Le coup de fil qui accable le commandant du "Costa Concordia"

Le commandant du \"Concordia\", Francesco Schettino, accusé d\'homicides et d\'abandon du navire, a été incarcéré le 14 janvier 2012.
Le commandant du "Concordia", Francesco Schettino, accusé d'homicides et d'abandon du navire, a été incarcéré le 14 janvier 2012. (ENZO RUSSO / AFP)

Une conversation téléphonique enregistrée entre une capitainerie du port et Francesco Schettino montre que ce dernier a refusé de remonter à bord pour évacuer les passagers.

Alors que 28 personnes sont toujours portées disparues, l'étau n'en finit plus de se resserrer autour du commandant du Costa Concordia, Francesco Schettino. Il est accusé d'avoir abandonné son navire alors que celui-ci s'échouait au large de l'île italienne du Giglio, dans la nuit du vendredi 13 au samedi 14 janvier. Une conversation téléphonique enregistrée entre une capitainerie du port et Schettino montre que ce dernier a refusé de remonter à bord pour évacuer les passagers, selon la retranscription diffusée lundi 16 janvier au soir par l'agence Ansa.

"Que faites-vous ? Vous abandonnez les secours ?"
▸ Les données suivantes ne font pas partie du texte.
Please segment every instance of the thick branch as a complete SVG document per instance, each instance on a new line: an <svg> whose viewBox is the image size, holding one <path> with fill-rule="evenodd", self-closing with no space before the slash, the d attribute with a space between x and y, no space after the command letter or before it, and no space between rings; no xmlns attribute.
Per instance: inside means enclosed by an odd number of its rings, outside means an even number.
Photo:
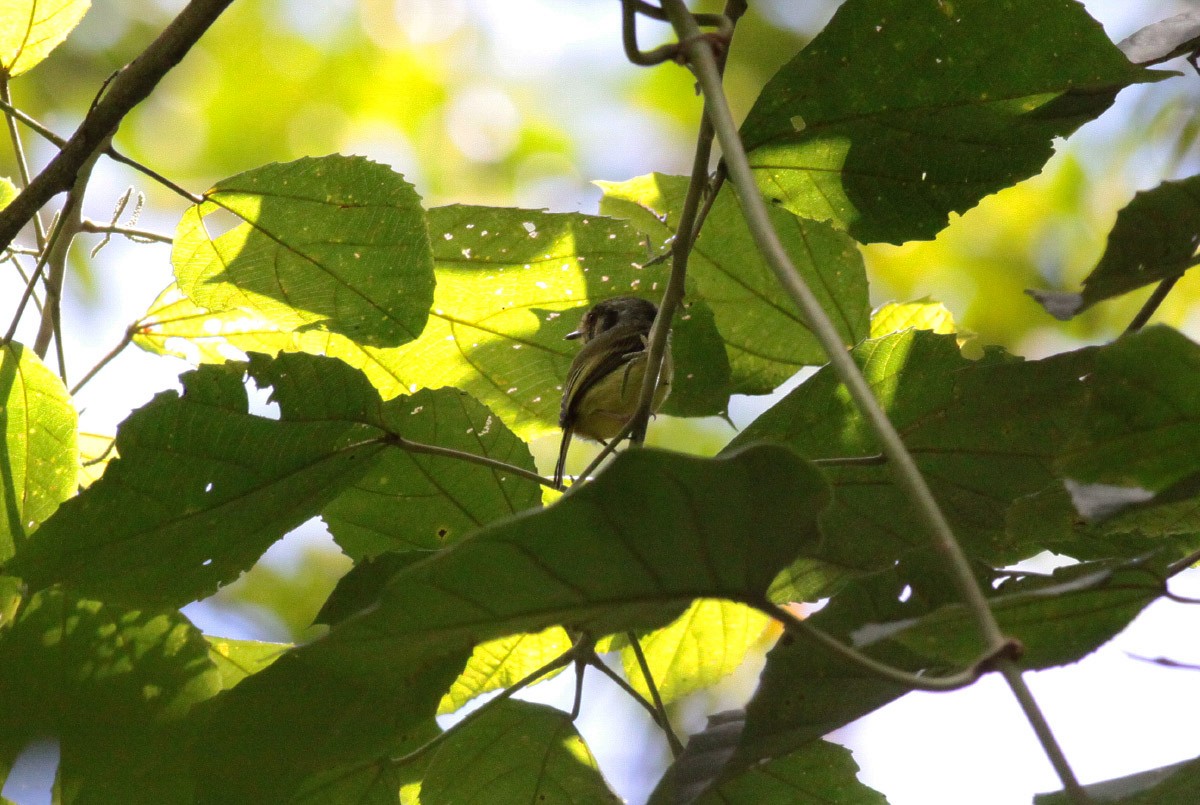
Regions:
<svg viewBox="0 0 1200 805"><path fill-rule="evenodd" d="M0 249L8 248L50 199L71 189L88 157L117 130L129 110L145 100L162 77L179 64L232 2L192 0L158 39L117 74L63 149L0 211Z"/></svg>

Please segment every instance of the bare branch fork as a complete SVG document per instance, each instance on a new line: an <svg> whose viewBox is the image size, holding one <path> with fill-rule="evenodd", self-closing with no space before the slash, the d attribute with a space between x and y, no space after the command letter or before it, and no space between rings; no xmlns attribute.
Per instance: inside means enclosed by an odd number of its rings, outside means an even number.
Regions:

A 1h46 du matin, samedi, alors que des centaines de personnes doivent encore être évacuées, un officier de la capitainerie ordonne au commandant, joint sur son portable, de retourner sur le navire. "Maintenant vous allez à la proue, vous remontez par l'échelle de secours (en corde) et vous coordonnez l'évacuation. Vous devez nous dire combien il y a encore de gens, enfants, femmes, passagers, le nombre exact dans chacune des catégories", indique la voix de l'officier, enregistrée dans l'une des boîtes noires saisies par les enquêteurs.

"Que faites-vous ? Vous abandonnez les secours ?", interroge ensuite l'officier. Schettino répond : "Non non je suis là, je coordonne les secours." L'officier reprend : "Commandant, c'est un ordre, c'est moi qui commande maintenant, vous avez déclaré l'abandon du navire, vous devez aller à la proue, remonter à bord et coordonner les secours."

"C'est à vous de me dire [combien il y a de cadavres] !"

L'homme indique alors au commandant qu'"il y a déjà des cadavres". "Combien ?" demande Schettino, qui se voit rétorquer : "C'est à vous de me le dire, que faites-vous ? Vous voulez rentrer chez vous ?" s'énerve l'officier. "Maintenant vous retournez là-haut et vous nous dites ce que l'on peut faire, combien il y a de gens, quels sont leurs besoins", poursuit l'officier auquel le commandant assure qu'il va remonter à bord. Mais selon la capitainerie et de nombreux témoignages, il était déjà réfugié sur la rive avant minuit, peut-être dès 23h40 (22h40 GMT).

En effet, dans un appel précédent, dès 0h42, le commandant lâche une phrase compromettante en parlant par téléphone avec la salle opérationnelle de la capitainerie : "Nous ne pouvons plus monter à bord car le navire est en train de se cabrer côté poupe [arrière]." "Commandant, vous avez abandonné le bateau ?" demande alors d'un ton très surpris l'officier, auquel le commandant répond : "Non non, évidemment que non !"

Selon l'agence Ansa, l'enquête de la capitainerie de Livourne, coordinatrice des secours, montre par ailleurs qu'il y a eu une sorte de "mutinerie" de l'équipage, qui a décidé l'évacuation avant un ordre formel du commandant. En outre, contrairement aux premiers éléments recueillis, ce n'est pas une manœuvre volontaire qui a fait échouer le navire tout près de la rive, sauvant la vie d'un bon nombre des plus de 4 000 occupants du bateau, car les moteurs étaient complètement inondés et en avarie.